Opinión De Mario Benedicto Parra: “Cuánto tienes, cuánto vales” (parte 1) – Puede parecer una insolencia hablar, hoy, de ciudadanía o de democracia cuando las preocupaciones económicas ocupan la primera plana de nuestras vidas y de la cotidiana noticia y conversación.
Sin embargo, si ahondamos un poco en el tema, caeremos en la cuenta de que una construcción económica sin una verdadera participación ciudadana nos traslada a tiempos pretéritos de esclavitud y que la convivencia ciudadana es imposible sin una economía justa y equitativa pata todos.
Me parece que aquí reside uno de los grandes desafíos del mundo globalizado y de nuestra nación.

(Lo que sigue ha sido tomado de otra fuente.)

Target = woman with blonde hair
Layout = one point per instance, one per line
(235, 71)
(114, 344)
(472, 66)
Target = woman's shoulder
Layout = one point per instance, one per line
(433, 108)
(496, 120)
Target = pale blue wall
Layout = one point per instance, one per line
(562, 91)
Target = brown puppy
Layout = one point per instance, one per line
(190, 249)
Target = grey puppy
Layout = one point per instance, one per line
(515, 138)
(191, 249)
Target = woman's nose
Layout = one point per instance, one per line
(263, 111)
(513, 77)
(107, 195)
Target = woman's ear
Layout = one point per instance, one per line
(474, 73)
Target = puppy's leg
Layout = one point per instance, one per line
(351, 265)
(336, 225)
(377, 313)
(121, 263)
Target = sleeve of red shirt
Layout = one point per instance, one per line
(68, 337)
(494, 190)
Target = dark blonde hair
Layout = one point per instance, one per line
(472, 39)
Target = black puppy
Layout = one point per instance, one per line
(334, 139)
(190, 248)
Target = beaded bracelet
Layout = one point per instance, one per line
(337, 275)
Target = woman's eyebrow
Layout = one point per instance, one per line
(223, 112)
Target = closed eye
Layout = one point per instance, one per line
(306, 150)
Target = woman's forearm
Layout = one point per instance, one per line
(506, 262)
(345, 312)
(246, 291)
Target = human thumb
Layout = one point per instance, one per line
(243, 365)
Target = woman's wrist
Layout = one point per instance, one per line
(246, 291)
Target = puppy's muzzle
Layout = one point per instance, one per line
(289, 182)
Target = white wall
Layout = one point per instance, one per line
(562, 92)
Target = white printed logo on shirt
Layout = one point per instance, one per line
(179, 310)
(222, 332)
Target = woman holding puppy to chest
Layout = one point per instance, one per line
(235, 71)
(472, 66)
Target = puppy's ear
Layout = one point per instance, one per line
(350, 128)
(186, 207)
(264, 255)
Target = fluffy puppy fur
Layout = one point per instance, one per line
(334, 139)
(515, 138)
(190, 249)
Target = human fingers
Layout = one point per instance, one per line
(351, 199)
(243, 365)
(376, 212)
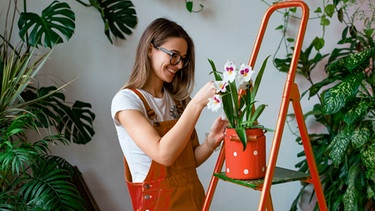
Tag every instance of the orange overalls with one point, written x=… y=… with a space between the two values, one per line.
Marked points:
x=174 y=188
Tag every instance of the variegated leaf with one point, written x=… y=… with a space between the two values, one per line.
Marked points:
x=339 y=146
x=356 y=112
x=360 y=136
x=368 y=158
x=336 y=97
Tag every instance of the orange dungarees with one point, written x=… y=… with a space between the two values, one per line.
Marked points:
x=173 y=188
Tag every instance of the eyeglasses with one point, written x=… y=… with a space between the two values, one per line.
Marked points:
x=175 y=57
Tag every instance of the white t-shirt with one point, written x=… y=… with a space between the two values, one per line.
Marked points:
x=165 y=109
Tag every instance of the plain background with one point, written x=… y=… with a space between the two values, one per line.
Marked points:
x=224 y=29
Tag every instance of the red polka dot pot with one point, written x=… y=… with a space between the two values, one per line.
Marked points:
x=249 y=163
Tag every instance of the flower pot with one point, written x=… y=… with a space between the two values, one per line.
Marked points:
x=249 y=163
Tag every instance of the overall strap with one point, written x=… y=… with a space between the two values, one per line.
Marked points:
x=150 y=113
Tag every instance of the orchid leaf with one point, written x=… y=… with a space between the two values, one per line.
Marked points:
x=241 y=132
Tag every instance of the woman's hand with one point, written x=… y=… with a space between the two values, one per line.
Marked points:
x=202 y=96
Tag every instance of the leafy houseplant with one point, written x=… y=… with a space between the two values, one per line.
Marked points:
x=344 y=150
x=236 y=95
x=33 y=118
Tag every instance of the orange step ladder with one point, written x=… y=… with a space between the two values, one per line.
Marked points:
x=277 y=175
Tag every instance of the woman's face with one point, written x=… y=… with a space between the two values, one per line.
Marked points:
x=161 y=59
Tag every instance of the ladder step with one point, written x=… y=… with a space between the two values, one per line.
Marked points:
x=281 y=175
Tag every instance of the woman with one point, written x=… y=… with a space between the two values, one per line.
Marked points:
x=155 y=121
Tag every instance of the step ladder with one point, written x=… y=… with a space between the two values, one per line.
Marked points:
x=277 y=175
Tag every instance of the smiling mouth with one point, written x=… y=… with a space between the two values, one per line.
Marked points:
x=172 y=71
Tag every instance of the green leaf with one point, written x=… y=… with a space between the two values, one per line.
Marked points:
x=56 y=20
x=258 y=79
x=241 y=132
x=50 y=189
x=360 y=136
x=329 y=10
x=324 y=21
x=351 y=194
x=119 y=17
x=336 y=97
x=368 y=158
x=318 y=43
x=357 y=110
x=339 y=146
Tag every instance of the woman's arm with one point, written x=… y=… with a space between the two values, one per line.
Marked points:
x=211 y=142
x=165 y=150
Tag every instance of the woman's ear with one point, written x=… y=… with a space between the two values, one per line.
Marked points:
x=150 y=49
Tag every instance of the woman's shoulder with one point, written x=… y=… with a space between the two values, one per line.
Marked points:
x=126 y=97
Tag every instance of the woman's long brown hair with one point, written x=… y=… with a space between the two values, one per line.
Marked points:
x=157 y=33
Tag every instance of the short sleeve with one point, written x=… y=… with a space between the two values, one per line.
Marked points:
x=125 y=99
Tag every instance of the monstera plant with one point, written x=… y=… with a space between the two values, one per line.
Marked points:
x=32 y=118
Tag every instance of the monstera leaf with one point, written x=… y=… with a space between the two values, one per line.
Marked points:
x=57 y=20
x=119 y=17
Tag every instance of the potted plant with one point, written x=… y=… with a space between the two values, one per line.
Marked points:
x=244 y=138
x=33 y=118
x=344 y=149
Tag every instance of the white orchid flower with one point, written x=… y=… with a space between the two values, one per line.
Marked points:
x=245 y=73
x=220 y=86
x=214 y=103
x=229 y=71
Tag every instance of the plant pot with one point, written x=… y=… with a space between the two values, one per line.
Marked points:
x=249 y=163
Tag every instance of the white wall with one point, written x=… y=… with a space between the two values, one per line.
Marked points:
x=223 y=30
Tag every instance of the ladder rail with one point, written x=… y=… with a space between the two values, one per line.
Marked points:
x=290 y=94
x=287 y=88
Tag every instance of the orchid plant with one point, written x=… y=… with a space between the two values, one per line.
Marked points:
x=236 y=94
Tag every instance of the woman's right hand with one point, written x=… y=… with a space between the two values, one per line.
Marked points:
x=207 y=91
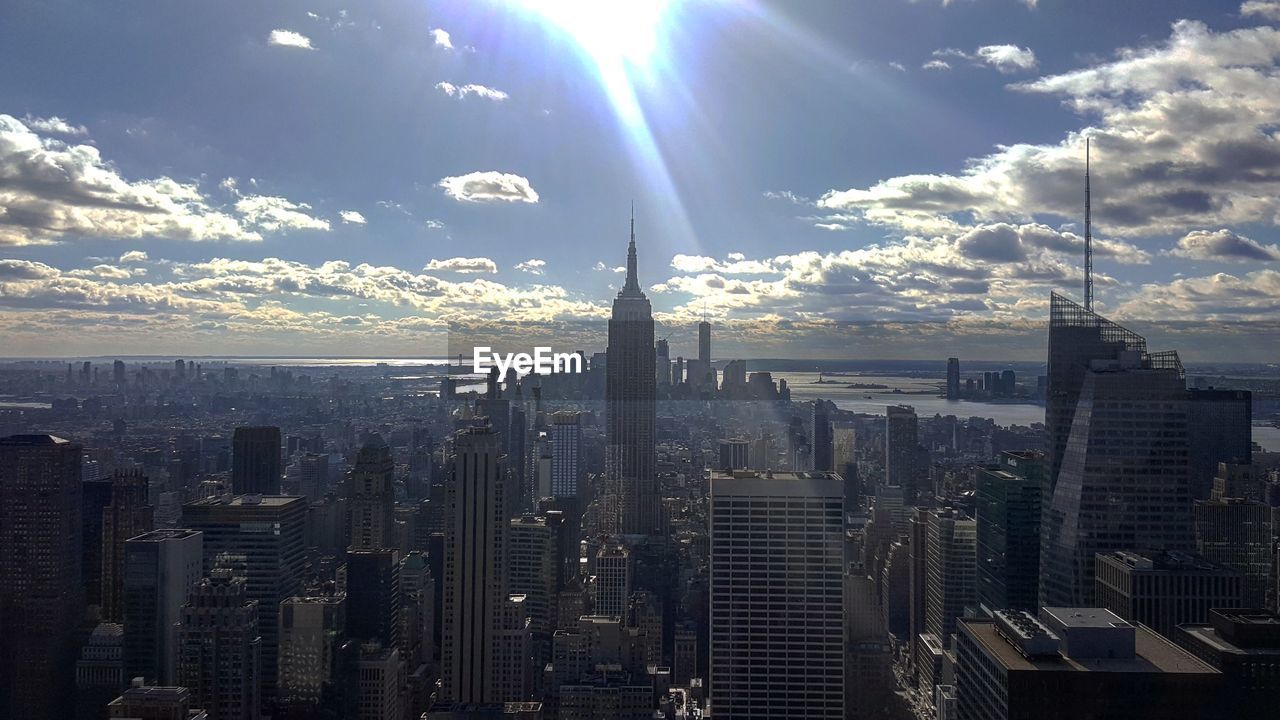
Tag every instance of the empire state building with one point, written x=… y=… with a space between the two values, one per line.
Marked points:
x=630 y=397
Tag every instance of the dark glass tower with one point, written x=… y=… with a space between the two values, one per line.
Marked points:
x=630 y=400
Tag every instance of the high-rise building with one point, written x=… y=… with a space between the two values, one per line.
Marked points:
x=1244 y=646
x=1162 y=589
x=777 y=647
x=952 y=378
x=160 y=569
x=126 y=516
x=823 y=442
x=142 y=702
x=268 y=532
x=256 y=460
x=1077 y=662
x=312 y=630
x=475 y=564
x=1119 y=452
x=41 y=591
x=371 y=499
x=566 y=445
x=1008 y=513
x=612 y=586
x=901 y=438
x=630 y=406
x=219 y=646
x=950 y=573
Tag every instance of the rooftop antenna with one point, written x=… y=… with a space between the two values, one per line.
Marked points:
x=1088 y=235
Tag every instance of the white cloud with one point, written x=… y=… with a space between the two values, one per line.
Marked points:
x=442 y=39
x=488 y=186
x=1224 y=246
x=54 y=124
x=533 y=267
x=469 y=90
x=1265 y=9
x=289 y=39
x=465 y=265
x=1008 y=58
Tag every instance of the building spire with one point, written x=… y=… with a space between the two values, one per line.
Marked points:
x=632 y=285
x=1088 y=235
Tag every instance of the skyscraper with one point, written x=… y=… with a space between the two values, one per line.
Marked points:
x=630 y=405
x=475 y=561
x=126 y=516
x=371 y=499
x=256 y=460
x=1118 y=423
x=40 y=574
x=219 y=646
x=777 y=641
x=160 y=569
x=901 y=437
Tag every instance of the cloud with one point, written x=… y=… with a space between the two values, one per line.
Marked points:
x=465 y=265
x=533 y=267
x=488 y=186
x=442 y=39
x=469 y=90
x=1265 y=9
x=1008 y=58
x=54 y=124
x=289 y=39
x=1224 y=246
x=273 y=214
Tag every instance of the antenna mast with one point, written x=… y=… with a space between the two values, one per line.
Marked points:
x=1088 y=235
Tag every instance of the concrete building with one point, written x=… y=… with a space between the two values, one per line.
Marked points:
x=777 y=647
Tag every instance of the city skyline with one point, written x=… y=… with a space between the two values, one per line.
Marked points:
x=510 y=139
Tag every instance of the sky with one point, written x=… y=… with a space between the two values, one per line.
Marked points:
x=845 y=178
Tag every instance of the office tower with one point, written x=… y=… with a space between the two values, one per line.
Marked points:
x=373 y=596
x=1237 y=533
x=1162 y=589
x=1077 y=662
x=126 y=516
x=630 y=397
x=100 y=671
x=142 y=702
x=41 y=588
x=371 y=499
x=1244 y=646
x=950 y=573
x=901 y=437
x=613 y=570
x=312 y=630
x=1008 y=513
x=475 y=568
x=268 y=532
x=219 y=646
x=379 y=671
x=823 y=442
x=734 y=455
x=256 y=460
x=566 y=445
x=952 y=378
x=160 y=568
x=1220 y=429
x=787 y=661
x=1118 y=456
x=662 y=364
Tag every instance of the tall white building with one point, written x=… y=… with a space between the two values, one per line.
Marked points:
x=777 y=642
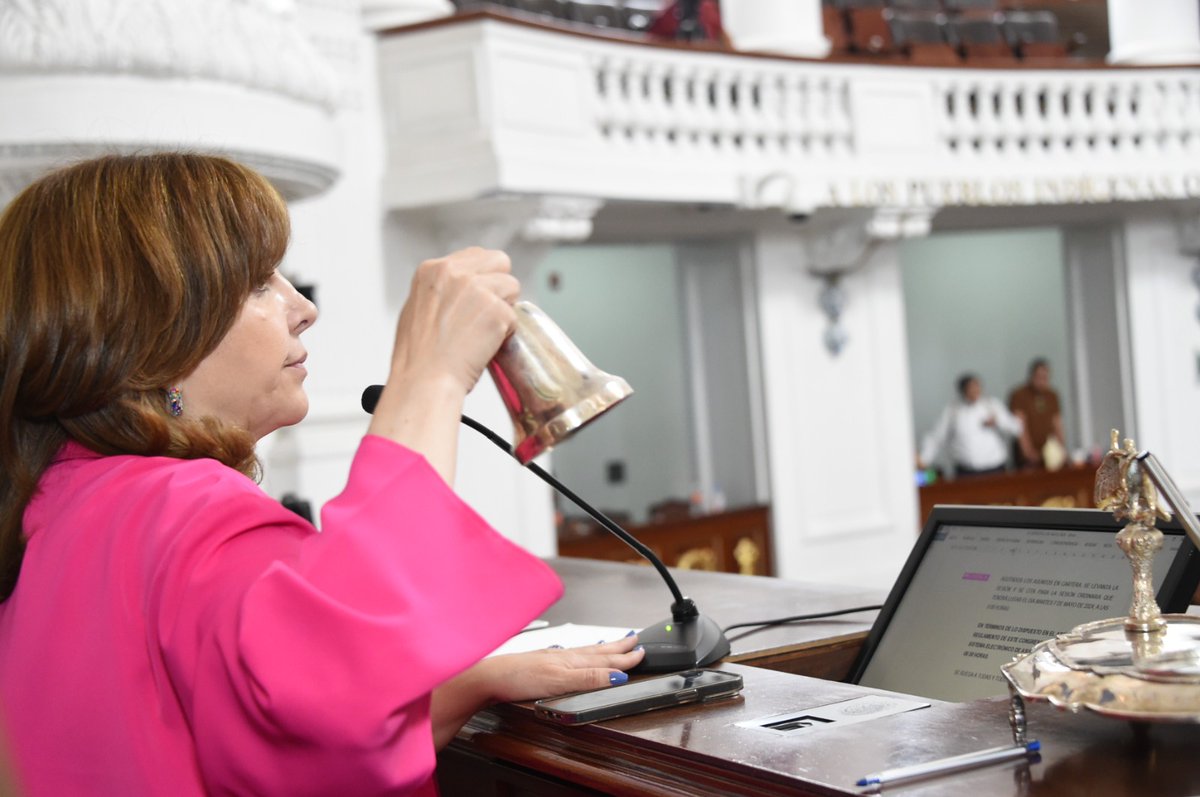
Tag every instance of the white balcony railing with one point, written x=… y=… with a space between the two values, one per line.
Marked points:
x=493 y=106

Es bueno recordar que la idea de ciudadanía responde a una concepción de la sociedad en donde todos los miembros de la misma ostentan iguales derechos y son responsables de idénticas obligaciones. Es decir, nadie es más que nadie y nadie es menos que nadie. O así debería ser. Y es esa la “sociedad de iguales” la que se da su propia constitución y las leyes complementarias -como la reciente aprobada ley laboral- para su armónico funcionamiento. De ese modo, los habitantes se constituyen en ciudadanos.
Recordar, también, que la finalidad de la organización económica de un país es contribuir a solventar las necesidades básicas (materiales, culturales y anímicas) de sus habitantes teniendo en cuenta aquella “igualdad humana y social primaria” y lo que cada uno aporta a la producción de bienes y servicios para el desarrollo integrar de la sociedad en la vive. Esta organización económica, en ningún caso, podrá prescindir o negar la constitución y las leyes básicas que se dieron los ciudadanos.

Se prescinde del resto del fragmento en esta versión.